Of course, hedging early means that I'm going to hedge some times when it will turn out that I didn't need to hedge, and those extra hedges are going to cost me. That means I'll make less in a year. It may mean that, in a few trades, I'll hit my maximum allowable loss right before the markets reverse, when, if I hadn't hedged at all, I wouldn't have hit the loss and could have held on until the trade became profitable. It means that I'm risking overtrading this strategy, a real risk, too.
Taking a loss isn't the worst thing that can happen, even if you discover that you didn't have to take the loss after all and the trade would have profited. I don't like taking losses. I'm human, and I have all those thoughts that you all have: I'll never make this work, I'm dumb, all those things the rest of you think. I allow myself to feel them for a little while and then I go on. What's worse than taking that loss when it's wise to do so is not taking that loss when you should. You'll luck out a time or two and be glad you escaped, but over the long run your profit and loss and your confidence in yourself as a responsible money maker will suffer. I'm fortunately or unfortunately privy to hearing lots of stories of trades gone wrong, and these last two weeks have been tough as I listened to traders who suffered.

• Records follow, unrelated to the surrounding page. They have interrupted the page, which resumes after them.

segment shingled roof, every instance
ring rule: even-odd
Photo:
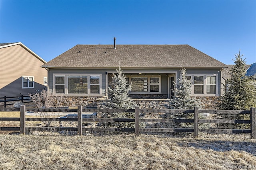
[[[188,45],[77,45],[42,66],[48,68],[216,68],[224,64]]]

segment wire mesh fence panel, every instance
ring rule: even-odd
[[[27,134],[40,134],[42,132],[54,132],[60,134],[77,133],[76,109],[28,109],[26,110]]]
[[[198,122],[200,136],[250,132],[250,111],[200,110]]]
[[[0,109],[0,134],[9,134],[19,130],[20,125],[19,109]]]
[[[117,111],[122,111],[119,110]],[[134,131],[134,112],[108,112],[108,109],[102,111],[104,112],[82,113],[84,134],[106,134]]]

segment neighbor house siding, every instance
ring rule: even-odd
[[[47,89],[44,63],[20,45],[0,49],[0,97],[26,95]],[[34,77],[34,88],[22,89],[22,76]]]
[[[79,75],[82,74],[98,74],[101,75],[102,95],[105,95],[106,88],[106,70],[103,69],[48,69],[48,89],[50,92],[53,91],[54,74],[75,74]],[[82,95],[81,94],[81,95]],[[72,96],[72,95],[69,95]]]

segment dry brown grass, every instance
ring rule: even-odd
[[[256,140],[222,136],[0,135],[0,170],[256,168]]]

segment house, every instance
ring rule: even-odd
[[[234,64],[227,65],[228,67],[223,70],[222,73],[222,77],[224,80],[230,78],[230,72],[231,69],[236,65]],[[256,63],[252,64],[246,64],[244,65],[244,67],[246,70],[245,75],[248,76],[255,76],[256,77]]]
[[[246,70],[245,75],[254,76],[256,79],[256,63],[251,65]]]
[[[193,80],[191,96],[211,105],[222,94],[222,72],[227,67],[188,45],[116,45],[115,42],[114,45],[77,45],[42,67],[48,71],[49,91],[65,97],[64,105],[98,107],[96,101],[108,96],[119,65],[132,82],[130,96],[141,105],[151,101],[145,108],[172,97],[182,67]]]
[[[0,97],[27,95],[47,88],[46,62],[21,42],[0,43]]]

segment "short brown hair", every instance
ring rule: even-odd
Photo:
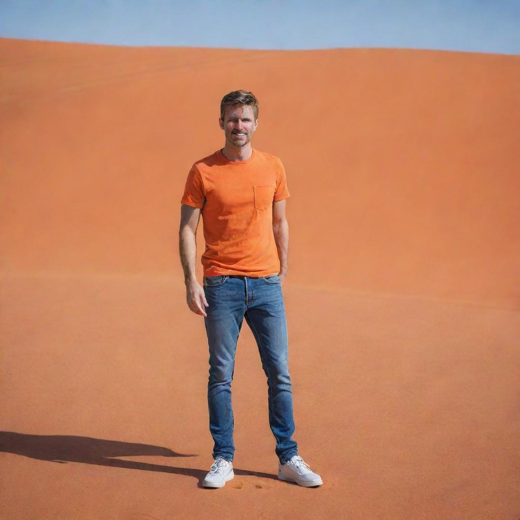
[[[255,121],[258,118],[258,100],[249,90],[233,90],[226,94],[220,101],[220,118],[224,121],[226,107],[239,105],[249,105],[253,108]]]

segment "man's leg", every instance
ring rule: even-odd
[[[289,371],[287,324],[281,285],[277,276],[248,278],[245,320],[258,345],[267,376],[269,421],[282,464],[298,454],[294,432],[293,395]]]
[[[210,431],[214,443],[213,456],[232,461],[234,420],[231,383],[238,335],[245,308],[244,282],[227,276],[210,276],[203,280],[209,305],[204,307],[204,324],[210,349],[207,402]]]

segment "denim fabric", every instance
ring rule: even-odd
[[[287,325],[278,275],[252,278],[232,275],[205,277],[206,332],[210,347],[207,402],[213,456],[232,461],[234,421],[231,384],[243,318],[256,340],[267,378],[269,421],[282,464],[298,454],[294,432],[292,387],[288,363]]]

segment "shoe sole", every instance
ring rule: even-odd
[[[304,480],[296,480],[290,477],[288,477],[283,473],[278,473],[278,478],[281,480],[285,480],[287,482],[295,482],[299,486],[303,486],[304,487],[312,487],[313,486],[321,486],[323,483],[323,480],[320,478],[319,480],[310,480],[306,482]]]
[[[223,480],[219,482],[207,482],[204,479],[202,481],[203,487],[224,487],[226,485],[226,483],[229,480],[235,478],[235,473],[232,471],[227,477],[225,477]]]

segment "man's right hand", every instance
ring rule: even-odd
[[[186,301],[188,302],[190,310],[201,316],[207,316],[204,309],[204,306],[210,306],[206,301],[204,288],[197,280],[186,285]]]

I can tell you that those traders who elected to take their losses where they'd planned to do so when they set up the trade felt great relief mixed in with the obvious negative feelings. The markets did this to them, they realized, and iron condors, butterflies, and calendars are just not set up to endure these kinds of whipsawed huge moves. Those who let losses grow too big felt far more damaged, as they had to own some degree of responsibility, as I did in the spring of 2010.
As I've been experimenting this last year with new ways to manage my iron condors, my results have suffered as they do with any learning process. We all pay a fee for the learning we do. You better make sure that fee isn't too high, however, especially if the cost is damage to your own confidence, your loved ones' confidence in your reliability, or your health because of sleepless nights and incessant worry. I do worry about those who are currently going through what I did in the spring of 2010, but know that you can recover and the market conditions played a huge part in your losses.
By the way, the article started with the information that I tend to start my iron condors 60-70 days before expiration. I have not begun my October iron condors and may miss my window of opportunity. Oh, well. My reasoning? My platform has undergone an update that has produced such horrendous problems for traders--wrong account numbers, wrong margin calls, blocked trades, inability to sign on--that I don't dare put on iron condors in market conditions like these, knowing that I'm not certain of my ability to adjust them due to the platform problems. My fingers have been itchy all week, but you have to decide how much risk you want to take on when you're trading. I'm not taking on that much risk with iron condors.